Wippra, ein Ort im Wippertal in Sachsen-Anhalt, der heute zu Sangerhausen gehört, kann auf eine fast 1000-jährige Brautradition verweisen, auf »gar gut geschmortes Bier«, wie der Theologe und Historiker Cyriakus Spangenberg (1528 bis 1604) zu berichten wusste. Und dass man dem Grafen Albrecht, »als er anno 1559 zu Augsburg auf dem Reichstag krank gewesen, ein Fass (habe) hinausfahren lassen, an demselben er sich gesund getrunken …«. Nachdem wippresches Bier stets ein begehrtes gewesen war, fiel die Brauerei 1972 an die Mammutbrauerei Sangerhausen - und in die Bedeutungslosigkeit. Seit der Reprivatisierung 1990 versuchten sieben Mal neue Betreiber eine Wiedergeburt, alle Versuche scheiterten. Bis 2002 die beiden Brüder Norbert und Dirk Gehring sich trauten, die Brauerei zu übernehmen. Niemand hat sie gezählt, die Tage und die schlaflosen Nächte, die durchgearbeitet wurde. Nach 14 Monaten der Vorbereitung stand das Konzept. Am 1. Mai 2003 konnten die Gehrings ihr erstes Pils in der Museums- und Traditionsbrauerei Wippra ausschenken.

»Das Schicksal unserer Vorgänger erforderte eine total veränderte Konzeption«, so Norbert, der ältere der Gehring-Brüder.
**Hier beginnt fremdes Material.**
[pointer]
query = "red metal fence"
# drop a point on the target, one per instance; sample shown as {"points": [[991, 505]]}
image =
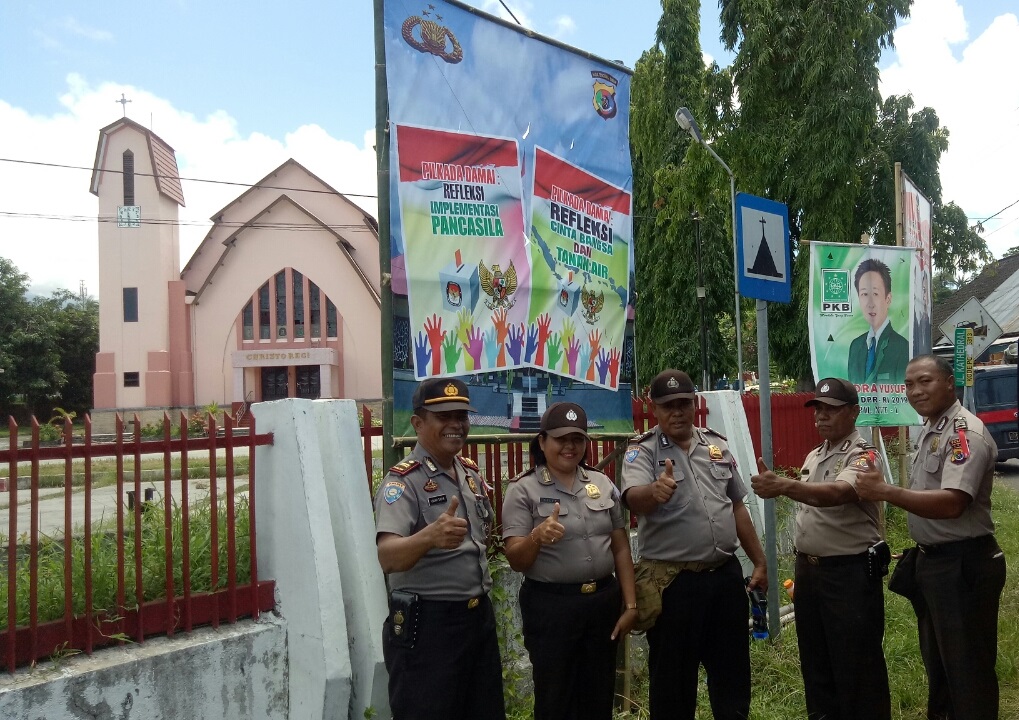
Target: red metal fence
{"points": [[162, 599]]}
Sieht man, dass die Brauerei zwischen 1480 und 1530 erbaut wurde, und zieht man die archaische Technik ins Kalkül, konnte es nur darauf hinauslaufen, Tradition mit Moderne zu verbinden. Dirk Gehring: »Wir sind nicht angetreten, den Markt zu erobern, sondern Interessierten zu zeigen, was Bier sein, wie es schmecken kann, wenn man sich für seine Herstellung neben besten Rohstoffen auch genügend Zeit nimmt.« 2003 begann es mit 400 Hektolitern Pilsener im Jahr, heute sind es bereits 2800. Übrigens inzwischen nicht nur Pils, auch Schwarzbier, Bock und Doppelbock, rötlich schimmerndes Kupferbier und - ganz neu - ein ungespundetes Kellerbier. Und es wurde und wird weiter experimentiert. So wagten sich die Gebrüder Gehring mit ihrem Braumeister Wolfgang König auch an die Herstellung von Gourmetbieren heran. Mit respektablem Erfolg: In einer dem Bocksbeutel ähnlichen 0,75-Literflasche bieten sie seit 2009 das »Wipprator« und seit 2011 das »Cascade« an.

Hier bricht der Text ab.